Friday, June 22, 2012

SACS and the Township, Part 3

Teaneck Patch and the Teaneck Suburbanite both reported on the zoning board hearing that was supposed to take place last night to discuss Shalom Academy's application to set up the Hebrew-immersion charter school in the building at 125 Galway Place.  However, a resident reported that there was a sign on the door last night saying the meeting was pushed off to July 19th.  Anyone know what's going on?  It's getting really late for a Fall opening.

Meanwhile, across the river they are having much more success.  A Hebrew Immersion charter school got all the necessary approvals to open in the Harlem neighborhood of Manhattan.  Too bad NJ residents are not eligible to attend.

Hebrew-language charter school in N.Y.’s Harlem gets go-ahead

NEW YORK (JTA) -- A Hebrew-language charter school approved for the Harlem neighborhood of New York is scheduled to open in the fall of 2013.
The Harlem Hebrew Language Academy Charter School was formally approved Tuesday by the New York State Board of Regents.
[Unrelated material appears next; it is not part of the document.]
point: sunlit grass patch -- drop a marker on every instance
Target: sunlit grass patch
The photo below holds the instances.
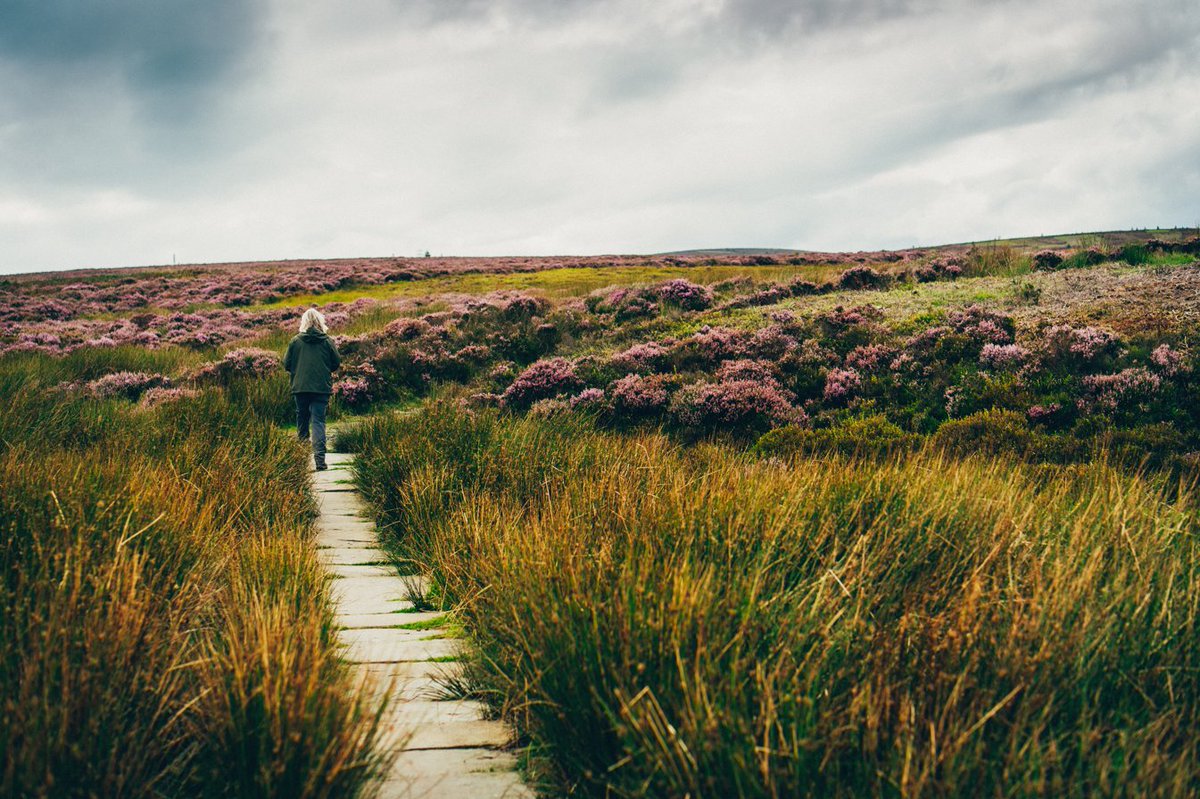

It will be modeled after the Hebrew Language Academy Charter School in Brooklyn.
The Harlem school, which borders on the heavily Jewish Upper West Side of Manhattan, will open with 156 students in grades K-1 and plans to grow over the next five years to 446 students in K-5. Lessons will be taught in Hebrew and English.
“There are a number of charter schools in Harlem, but there are not a lot of dual-language schools in Harlem and the Upper West Side,” Dan Gerstein, a media spokesman for the Hebrew Charter School Center, told JTA. “There’s a demand for other options, so this will give parents in those communities the choice to choose a great school for their child.”
Harlem Hebrew will be the fifth school in the Hebrew Charter School Center network and the third to be granted a charter this spring.
One of the goals of the school is to attract a diverse student body that exposes students of all backgrounds to the Hebrew language.
“We are incredibly proud of the success we have had with HLA in Brooklyn, which is 55 percent white and 45 percent minority, making it one of the most integrated public schools in New York City,” said co-lead applicant Sara Berman in a statement. “We are committed to building on that success at Harlem Hebrew and bringing together students from diverse communities in this school district."